There are several limitations to our study findings. They were generated by means of post-hoc analyses, therefore no cause-effect relationships can be concluded from the observed associations. The majority of the patients enrolled in the ALDO-DHF study was diagnosed with NYHA Class II and less frequently NYHA Class III and was at least 50 years old. Additionally, patients whose mental state might have interfered with study adherence were excluded, as well. Consequently, our results cannot easily be generalized to younger or more severely ill patient populations. To investigate the extent to which someone suffers from anxiety, a self-report measure instead of clinical diagnostic interviews was applied. Whether NT-proBNP is related to a clinical diagnosis of anxiety disorder cannot directly be derived from our results.

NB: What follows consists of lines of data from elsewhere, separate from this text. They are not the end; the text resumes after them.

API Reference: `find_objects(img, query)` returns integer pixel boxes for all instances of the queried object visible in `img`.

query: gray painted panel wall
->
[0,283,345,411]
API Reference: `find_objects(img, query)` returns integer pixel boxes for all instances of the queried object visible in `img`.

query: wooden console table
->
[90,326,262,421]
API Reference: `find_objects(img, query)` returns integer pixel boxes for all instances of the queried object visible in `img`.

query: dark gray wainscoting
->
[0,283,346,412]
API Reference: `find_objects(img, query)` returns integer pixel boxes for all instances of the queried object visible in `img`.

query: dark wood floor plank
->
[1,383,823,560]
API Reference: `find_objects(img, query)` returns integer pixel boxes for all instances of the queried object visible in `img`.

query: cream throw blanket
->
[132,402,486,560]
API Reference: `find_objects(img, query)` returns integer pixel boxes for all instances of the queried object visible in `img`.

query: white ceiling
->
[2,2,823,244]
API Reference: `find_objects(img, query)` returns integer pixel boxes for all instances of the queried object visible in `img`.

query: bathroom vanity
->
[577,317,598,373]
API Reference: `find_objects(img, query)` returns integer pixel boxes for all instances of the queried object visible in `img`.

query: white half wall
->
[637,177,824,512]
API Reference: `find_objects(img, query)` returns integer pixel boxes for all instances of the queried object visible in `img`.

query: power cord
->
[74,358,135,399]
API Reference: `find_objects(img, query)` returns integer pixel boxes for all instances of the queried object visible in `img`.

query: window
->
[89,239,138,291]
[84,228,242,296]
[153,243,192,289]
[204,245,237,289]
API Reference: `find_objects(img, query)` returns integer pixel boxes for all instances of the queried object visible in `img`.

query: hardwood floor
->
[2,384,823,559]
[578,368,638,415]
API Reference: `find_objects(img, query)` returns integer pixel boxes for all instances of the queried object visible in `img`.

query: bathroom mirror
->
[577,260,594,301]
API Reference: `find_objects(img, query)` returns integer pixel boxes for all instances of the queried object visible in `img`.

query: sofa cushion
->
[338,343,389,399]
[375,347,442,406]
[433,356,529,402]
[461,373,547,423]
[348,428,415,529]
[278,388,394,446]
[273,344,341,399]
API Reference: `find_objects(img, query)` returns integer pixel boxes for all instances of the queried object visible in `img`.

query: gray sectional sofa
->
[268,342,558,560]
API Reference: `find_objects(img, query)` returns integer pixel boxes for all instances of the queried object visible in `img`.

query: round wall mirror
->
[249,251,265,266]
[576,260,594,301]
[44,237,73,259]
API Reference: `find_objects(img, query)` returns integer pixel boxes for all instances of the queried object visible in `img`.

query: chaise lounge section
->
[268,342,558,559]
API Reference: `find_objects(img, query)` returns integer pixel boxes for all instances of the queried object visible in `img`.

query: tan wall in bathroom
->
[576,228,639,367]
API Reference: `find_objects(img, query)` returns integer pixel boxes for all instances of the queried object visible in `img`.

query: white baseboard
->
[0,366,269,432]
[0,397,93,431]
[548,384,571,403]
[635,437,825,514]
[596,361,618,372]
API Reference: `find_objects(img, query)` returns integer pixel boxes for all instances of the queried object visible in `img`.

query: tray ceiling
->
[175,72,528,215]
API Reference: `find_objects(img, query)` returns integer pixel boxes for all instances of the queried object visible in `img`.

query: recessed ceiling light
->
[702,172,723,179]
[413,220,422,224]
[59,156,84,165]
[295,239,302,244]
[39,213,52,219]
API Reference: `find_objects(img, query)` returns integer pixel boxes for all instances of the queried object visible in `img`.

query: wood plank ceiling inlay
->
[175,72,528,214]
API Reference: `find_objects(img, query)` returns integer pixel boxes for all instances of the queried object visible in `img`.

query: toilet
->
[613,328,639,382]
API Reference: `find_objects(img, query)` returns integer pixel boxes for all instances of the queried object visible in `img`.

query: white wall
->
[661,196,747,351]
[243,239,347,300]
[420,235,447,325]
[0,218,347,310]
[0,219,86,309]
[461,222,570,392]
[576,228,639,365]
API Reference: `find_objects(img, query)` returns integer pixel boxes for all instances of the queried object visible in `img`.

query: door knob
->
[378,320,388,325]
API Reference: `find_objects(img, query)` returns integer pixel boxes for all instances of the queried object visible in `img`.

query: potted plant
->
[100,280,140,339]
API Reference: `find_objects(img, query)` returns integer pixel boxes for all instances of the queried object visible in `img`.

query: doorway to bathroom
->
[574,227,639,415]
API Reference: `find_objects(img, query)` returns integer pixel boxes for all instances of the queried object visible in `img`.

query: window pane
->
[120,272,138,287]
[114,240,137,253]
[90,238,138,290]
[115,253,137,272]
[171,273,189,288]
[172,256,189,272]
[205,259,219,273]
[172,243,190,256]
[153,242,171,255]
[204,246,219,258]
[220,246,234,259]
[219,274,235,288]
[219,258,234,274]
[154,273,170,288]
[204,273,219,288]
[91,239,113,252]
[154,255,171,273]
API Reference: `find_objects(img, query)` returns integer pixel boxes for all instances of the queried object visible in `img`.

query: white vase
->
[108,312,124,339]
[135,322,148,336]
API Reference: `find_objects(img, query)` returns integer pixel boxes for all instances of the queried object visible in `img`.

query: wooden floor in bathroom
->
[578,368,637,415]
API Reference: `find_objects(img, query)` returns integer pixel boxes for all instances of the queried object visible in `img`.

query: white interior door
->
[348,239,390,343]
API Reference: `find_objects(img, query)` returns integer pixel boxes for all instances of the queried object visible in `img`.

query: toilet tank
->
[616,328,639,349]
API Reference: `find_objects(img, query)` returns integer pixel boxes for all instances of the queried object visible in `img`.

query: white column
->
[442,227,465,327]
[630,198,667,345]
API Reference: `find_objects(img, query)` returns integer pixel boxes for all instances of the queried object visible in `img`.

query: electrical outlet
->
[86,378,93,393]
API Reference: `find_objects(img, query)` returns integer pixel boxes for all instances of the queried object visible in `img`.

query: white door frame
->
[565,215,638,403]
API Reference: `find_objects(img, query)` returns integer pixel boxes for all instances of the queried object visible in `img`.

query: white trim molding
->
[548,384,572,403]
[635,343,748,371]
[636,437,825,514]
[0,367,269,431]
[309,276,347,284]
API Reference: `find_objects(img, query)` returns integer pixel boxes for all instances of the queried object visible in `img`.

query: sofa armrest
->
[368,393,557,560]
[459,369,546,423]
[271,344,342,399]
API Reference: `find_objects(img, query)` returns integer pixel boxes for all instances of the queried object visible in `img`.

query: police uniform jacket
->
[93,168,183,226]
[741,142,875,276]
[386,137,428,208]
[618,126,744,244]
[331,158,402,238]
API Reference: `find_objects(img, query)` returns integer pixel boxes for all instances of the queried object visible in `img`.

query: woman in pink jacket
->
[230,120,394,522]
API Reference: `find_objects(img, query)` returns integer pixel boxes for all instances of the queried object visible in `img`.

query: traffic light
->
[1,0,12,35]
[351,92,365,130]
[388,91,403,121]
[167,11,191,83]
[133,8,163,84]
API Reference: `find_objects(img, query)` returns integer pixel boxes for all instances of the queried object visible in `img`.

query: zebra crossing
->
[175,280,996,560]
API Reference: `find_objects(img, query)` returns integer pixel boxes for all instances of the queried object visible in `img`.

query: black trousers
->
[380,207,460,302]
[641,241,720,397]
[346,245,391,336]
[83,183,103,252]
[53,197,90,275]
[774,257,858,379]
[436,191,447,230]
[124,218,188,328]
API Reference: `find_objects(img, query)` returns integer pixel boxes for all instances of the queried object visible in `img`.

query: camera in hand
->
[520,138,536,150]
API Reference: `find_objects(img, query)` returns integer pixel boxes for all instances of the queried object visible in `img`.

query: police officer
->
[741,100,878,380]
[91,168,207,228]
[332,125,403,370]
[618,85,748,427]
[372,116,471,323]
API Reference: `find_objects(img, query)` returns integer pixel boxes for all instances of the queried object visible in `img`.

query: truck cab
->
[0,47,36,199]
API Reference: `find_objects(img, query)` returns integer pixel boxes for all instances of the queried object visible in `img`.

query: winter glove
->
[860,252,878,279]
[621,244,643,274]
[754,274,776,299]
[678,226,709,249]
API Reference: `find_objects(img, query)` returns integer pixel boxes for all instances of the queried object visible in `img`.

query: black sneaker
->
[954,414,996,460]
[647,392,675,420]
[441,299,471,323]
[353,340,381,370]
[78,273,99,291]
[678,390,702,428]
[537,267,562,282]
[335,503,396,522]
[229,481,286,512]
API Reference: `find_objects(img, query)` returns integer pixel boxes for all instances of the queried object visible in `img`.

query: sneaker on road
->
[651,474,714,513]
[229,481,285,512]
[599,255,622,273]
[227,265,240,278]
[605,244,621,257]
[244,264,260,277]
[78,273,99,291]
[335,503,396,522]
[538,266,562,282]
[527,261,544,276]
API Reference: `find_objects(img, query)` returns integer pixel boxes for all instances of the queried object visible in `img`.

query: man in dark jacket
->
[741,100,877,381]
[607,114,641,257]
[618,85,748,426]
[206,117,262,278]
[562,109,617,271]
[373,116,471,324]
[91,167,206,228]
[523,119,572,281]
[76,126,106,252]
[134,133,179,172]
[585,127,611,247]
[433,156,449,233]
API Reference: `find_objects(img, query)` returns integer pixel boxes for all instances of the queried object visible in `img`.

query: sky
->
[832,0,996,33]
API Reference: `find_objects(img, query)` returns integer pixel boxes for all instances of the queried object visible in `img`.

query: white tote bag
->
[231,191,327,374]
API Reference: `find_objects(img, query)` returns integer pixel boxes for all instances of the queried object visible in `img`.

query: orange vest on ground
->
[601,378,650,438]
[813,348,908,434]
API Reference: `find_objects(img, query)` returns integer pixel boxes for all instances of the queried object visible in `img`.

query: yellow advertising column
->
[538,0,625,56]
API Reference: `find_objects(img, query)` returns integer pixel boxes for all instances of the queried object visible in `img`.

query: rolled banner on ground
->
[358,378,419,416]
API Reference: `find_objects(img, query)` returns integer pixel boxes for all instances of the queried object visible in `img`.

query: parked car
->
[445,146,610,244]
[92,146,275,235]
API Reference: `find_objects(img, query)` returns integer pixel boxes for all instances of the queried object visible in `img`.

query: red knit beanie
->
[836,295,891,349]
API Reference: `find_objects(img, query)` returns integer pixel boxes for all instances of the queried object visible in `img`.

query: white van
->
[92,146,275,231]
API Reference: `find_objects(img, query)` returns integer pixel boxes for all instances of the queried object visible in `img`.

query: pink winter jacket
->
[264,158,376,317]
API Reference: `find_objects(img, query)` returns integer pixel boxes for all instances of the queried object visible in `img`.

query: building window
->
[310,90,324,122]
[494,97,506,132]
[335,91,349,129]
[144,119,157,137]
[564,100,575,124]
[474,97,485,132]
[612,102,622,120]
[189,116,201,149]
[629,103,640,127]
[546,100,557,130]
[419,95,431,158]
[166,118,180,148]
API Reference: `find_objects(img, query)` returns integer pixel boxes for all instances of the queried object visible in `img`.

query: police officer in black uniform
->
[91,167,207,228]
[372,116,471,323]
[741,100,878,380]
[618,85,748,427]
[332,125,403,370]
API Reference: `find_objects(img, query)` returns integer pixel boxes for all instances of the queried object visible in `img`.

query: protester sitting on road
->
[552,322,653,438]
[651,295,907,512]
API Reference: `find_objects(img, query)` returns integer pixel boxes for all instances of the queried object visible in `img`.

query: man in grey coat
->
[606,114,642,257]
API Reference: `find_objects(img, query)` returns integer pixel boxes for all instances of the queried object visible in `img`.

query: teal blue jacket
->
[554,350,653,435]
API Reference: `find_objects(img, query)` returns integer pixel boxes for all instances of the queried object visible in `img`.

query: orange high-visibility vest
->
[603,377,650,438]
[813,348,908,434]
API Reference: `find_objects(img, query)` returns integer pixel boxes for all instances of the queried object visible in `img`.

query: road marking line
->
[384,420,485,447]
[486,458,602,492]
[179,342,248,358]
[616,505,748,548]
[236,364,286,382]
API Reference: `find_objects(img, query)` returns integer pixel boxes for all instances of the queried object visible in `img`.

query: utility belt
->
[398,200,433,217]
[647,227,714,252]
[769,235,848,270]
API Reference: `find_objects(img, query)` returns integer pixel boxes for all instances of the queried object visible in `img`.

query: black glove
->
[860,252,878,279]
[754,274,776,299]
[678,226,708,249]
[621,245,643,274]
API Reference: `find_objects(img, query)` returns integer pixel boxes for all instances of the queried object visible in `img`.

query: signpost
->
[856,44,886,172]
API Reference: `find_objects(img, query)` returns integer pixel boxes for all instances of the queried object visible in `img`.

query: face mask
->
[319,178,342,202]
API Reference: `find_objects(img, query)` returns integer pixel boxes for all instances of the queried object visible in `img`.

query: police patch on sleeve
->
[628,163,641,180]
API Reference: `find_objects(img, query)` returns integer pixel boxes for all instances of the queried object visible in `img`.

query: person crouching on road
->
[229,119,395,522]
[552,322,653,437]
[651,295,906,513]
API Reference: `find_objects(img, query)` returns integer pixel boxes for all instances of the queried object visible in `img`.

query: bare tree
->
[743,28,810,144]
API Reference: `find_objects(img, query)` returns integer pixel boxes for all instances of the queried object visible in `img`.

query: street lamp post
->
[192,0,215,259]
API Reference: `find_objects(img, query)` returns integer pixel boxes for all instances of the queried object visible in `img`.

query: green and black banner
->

Although our correlation analyses between NT-proBNP and anxiety are consistent with previous findings, we could not definitely confirm them, as our results did not persist after adjustment in multiple regression analyses. Finally, due to the rather weak effects observed in our sample, it remains unclear whether they reflect real correlations or random variations. A strength is that to our knowledge, this is the first investigation of the association of NT-proBNP and symptoms of anxiety in well-characterized patients with HFpEF. Furthermore, the longitudinal nature of our data provides additional insight into the direction of the relationship between these two variables.

Conclusions

The inconsistent associations between NT-proBNP and anxiety observed in our study and others point out that the relationship is still insufficiently understood. Interestingly, our findings provide a first hint that the association between anxiety and NT-proBNP levels may be bidirectional. More research on how cardiac-released natriuretic peptides may exert their anxiolytic effect and if anxiety impairs cardiac prognosis by suppressing counterregulatory BNP secretion is needed. Furthermore, it remains unclear how the associations between anxiety and (NT-pro)BNP levels are mediated. Therefore, potential interactions between natriuretic peptides, oxytocin, social support and anxiety need to be explored in future research, also considering possible age and sex differences.